Orthology Benchmarking Service Documentation

The Orthology Benchmarking Service is an automated web-based service to facilitate orthology benchmarking, established and maintained by the Quest for Orthologs community.

Users of the orthology benchmarking web service can take advantage of two main functionalities, accessible from the landing page:

  1. Viewing publicly available results: “Consumers” of orthology predictions can compare the performance of state-of-the-art methods and resources, and identify a resource suitable for their needs.
  2. Testing your own method: “Producers” of orthology predictions can test their own method by uploading ortholog pairs, and testing them on a variety of benchmarks in the context of other state-of-the-art tools.
The two basic functionalities of the Orthology Benchmarking service are viewing publicly available results, or testing your own method. Each are available from the links on the landing page.

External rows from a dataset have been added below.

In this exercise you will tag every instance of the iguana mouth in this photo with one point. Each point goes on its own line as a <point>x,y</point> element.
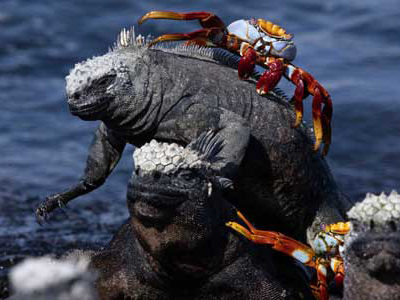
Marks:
<point>89,109</point>
<point>159,196</point>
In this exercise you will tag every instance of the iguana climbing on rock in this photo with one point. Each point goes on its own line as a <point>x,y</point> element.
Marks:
<point>372,249</point>
<point>175,244</point>
<point>173,94</point>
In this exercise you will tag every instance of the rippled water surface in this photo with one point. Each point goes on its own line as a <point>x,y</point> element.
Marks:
<point>352,47</point>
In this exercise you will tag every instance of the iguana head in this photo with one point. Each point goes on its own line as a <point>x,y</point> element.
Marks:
<point>98,88</point>
<point>176,204</point>
<point>94,84</point>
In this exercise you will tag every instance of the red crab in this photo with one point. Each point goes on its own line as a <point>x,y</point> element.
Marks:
<point>266,44</point>
<point>324,255</point>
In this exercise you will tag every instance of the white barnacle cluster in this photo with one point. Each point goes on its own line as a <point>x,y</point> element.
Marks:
<point>166,158</point>
<point>35,274</point>
<point>378,209</point>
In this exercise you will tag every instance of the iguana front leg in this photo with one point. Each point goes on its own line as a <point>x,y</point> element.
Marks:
<point>104,154</point>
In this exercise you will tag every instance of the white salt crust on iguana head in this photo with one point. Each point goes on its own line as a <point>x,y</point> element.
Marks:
<point>378,209</point>
<point>166,158</point>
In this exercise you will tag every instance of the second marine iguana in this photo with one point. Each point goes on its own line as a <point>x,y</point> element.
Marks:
<point>175,245</point>
<point>173,94</point>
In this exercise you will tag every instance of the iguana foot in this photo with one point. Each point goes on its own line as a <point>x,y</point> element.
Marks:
<point>52,202</point>
<point>41,214</point>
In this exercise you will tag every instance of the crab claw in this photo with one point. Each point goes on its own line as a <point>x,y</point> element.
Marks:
<point>305,85</point>
<point>247,63</point>
<point>270,78</point>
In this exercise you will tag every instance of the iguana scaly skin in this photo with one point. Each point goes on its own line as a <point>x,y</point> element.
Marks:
<point>372,249</point>
<point>175,244</point>
<point>173,94</point>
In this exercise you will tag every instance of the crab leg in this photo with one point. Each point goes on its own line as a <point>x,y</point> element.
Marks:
<point>277,240</point>
<point>307,84</point>
<point>203,37</point>
<point>338,268</point>
<point>206,20</point>
<point>320,290</point>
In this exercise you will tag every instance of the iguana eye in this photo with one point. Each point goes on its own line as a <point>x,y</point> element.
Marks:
<point>104,82</point>
<point>187,175</point>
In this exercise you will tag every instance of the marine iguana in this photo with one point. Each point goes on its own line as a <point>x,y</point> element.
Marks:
<point>372,249</point>
<point>175,244</point>
<point>173,94</point>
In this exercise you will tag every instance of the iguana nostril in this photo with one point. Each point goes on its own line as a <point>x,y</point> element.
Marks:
<point>157,175</point>
<point>76,95</point>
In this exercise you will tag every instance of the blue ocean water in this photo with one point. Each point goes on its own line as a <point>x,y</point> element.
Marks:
<point>351,47</point>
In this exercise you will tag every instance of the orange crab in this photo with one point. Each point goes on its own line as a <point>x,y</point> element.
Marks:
<point>266,44</point>
<point>324,256</point>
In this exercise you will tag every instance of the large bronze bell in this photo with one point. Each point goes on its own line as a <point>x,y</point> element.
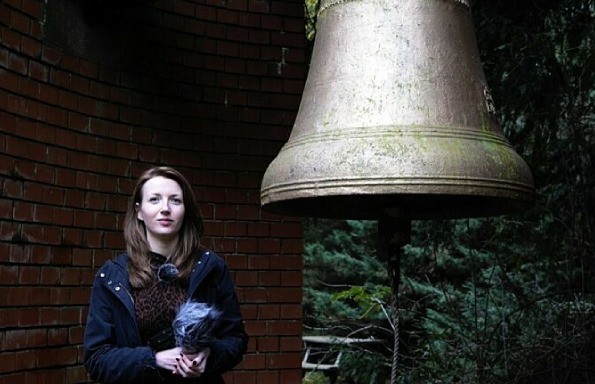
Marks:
<point>396,113</point>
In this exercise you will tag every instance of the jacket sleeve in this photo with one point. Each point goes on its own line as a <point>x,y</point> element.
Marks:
<point>110,355</point>
<point>231,341</point>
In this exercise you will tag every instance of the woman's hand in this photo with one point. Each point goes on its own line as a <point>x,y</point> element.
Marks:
<point>192,365</point>
<point>168,358</point>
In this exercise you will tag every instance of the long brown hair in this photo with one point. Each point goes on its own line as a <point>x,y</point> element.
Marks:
<point>139,268</point>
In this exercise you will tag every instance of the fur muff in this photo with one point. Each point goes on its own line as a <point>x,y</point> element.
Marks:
<point>194,325</point>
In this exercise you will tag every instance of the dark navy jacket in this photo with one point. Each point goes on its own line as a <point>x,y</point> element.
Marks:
<point>114,352</point>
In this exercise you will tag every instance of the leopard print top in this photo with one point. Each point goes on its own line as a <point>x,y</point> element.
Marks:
<point>156,305</point>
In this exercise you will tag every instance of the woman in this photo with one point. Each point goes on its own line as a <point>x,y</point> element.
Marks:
<point>136,297</point>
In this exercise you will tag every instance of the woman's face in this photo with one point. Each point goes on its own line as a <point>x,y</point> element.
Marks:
<point>161,209</point>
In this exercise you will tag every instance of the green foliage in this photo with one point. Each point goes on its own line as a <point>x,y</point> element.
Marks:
<point>492,300</point>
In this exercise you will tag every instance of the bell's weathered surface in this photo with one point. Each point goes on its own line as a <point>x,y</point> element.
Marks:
<point>396,113</point>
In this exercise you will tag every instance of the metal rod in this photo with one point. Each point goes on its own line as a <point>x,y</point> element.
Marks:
<point>394,231</point>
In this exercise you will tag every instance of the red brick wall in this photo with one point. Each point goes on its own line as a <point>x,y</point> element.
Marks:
<point>91,97</point>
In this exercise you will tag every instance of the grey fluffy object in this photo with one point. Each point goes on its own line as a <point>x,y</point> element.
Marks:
<point>194,325</point>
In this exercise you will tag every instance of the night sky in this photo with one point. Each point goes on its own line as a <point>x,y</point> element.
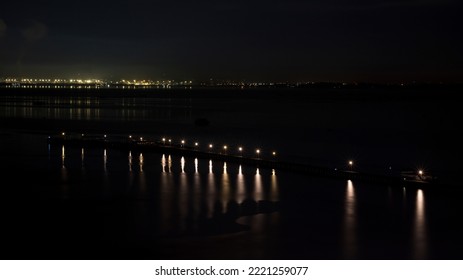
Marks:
<point>295,40</point>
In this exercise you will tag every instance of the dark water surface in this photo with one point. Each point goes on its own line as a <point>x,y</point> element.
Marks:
<point>67,202</point>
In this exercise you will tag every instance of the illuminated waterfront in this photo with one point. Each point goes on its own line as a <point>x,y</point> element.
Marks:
<point>109,202</point>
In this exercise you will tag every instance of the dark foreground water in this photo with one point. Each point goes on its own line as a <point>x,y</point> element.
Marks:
<point>66,202</point>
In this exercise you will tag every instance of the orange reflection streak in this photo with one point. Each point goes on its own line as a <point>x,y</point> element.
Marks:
<point>419,227</point>
<point>350,222</point>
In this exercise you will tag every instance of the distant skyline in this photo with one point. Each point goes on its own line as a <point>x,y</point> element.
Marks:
<point>366,41</point>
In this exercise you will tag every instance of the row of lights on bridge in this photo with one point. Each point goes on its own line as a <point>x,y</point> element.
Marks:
<point>240,149</point>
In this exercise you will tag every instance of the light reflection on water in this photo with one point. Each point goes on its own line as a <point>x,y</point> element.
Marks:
<point>189,195</point>
<point>350,222</point>
<point>93,108</point>
<point>419,227</point>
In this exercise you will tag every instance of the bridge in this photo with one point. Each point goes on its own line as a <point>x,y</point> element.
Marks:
<point>142,145</point>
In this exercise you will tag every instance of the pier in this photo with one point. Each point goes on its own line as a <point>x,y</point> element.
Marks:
<point>163,145</point>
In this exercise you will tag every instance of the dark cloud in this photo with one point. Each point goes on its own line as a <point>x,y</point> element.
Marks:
<point>34,31</point>
<point>2,28</point>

Comparing state-of-the-art methods

Several well-established orthology tools have run their methods on a Reference Proteome Set and have already been benchmarked. Their results are publicly available online for comparison. On the homepage (depicted in Figure 1), click on “Public Results” and select which Reference Proteome Set to view from the drop down menu.

On this page, the publicly-available benchmarking results are displayed, organized by type of benchmark.

  • Phylogeny-Based Benchmarks are based on the assumption that two genes are orthologs if they diverged through a speciation event. Therefore, the phylogenetic tree of a set of orthologs has by definition the same topology as the corresponding species tree. For these phylogenetic-based tests, we sample putative orthologous genes, make a gene tree, and measure how congruent the resulting tree is with the species tree.
  • Function-Based Benchmarks are based on the assumption that orthologs tend to retain their function (also known as the ortholog conjecture). For these benchmarks, we test the agreement between gene ontology (GO) annotations or enzyme classification (EC) numbers.

    More details about each of the benchmarks are described in paper Standardized benchmarking in the quest for orthologs

Select a Benchmark from one of the two categories. For the Species Tree Discordance and Generalized Species Tree Discordance Benchmarks, it is necessary to choose a taxonomic group (displayed as tabs below).

Example: Generalized Species Tree Discordance Benchmark. Here, one can choose from LUCA, Eukaryota, Vertebrate, or Fungi to view the benchmarking comparison.

In the Generalized Species Tree Discordance Benchmark example, clicking on the Vertebrate tab displays a plot showing the publicly-available results of the benchmark.

In this example, the recall is the number of completed tree samples, and the precision is the average Robinson-Foulds distance between the inferred gene tree and the species tree.

In all benchmarking result plots, the Precision versus Recall curve is shown. The exact measures depend on the benchmark. For several benchmarks there exists more than one measure per axis, in which case they can be selected with a drop-down menu above the plot showing the result. The different measures are described in the next section. An arrow is displayed which points to the better predictions. The Pareto frontier is shown as a dashed line. Additionally, one can classify the results based on square quartiles, diagonal quartiles, or K-means clustering.

Measures of the benchmarks

Orthology is a property for which it is very difficult to establish a ground truth dataset. We therefore use surrogate measures to assess the quality of predictions.

To assess the recall, we use three different measures in the benchmarks.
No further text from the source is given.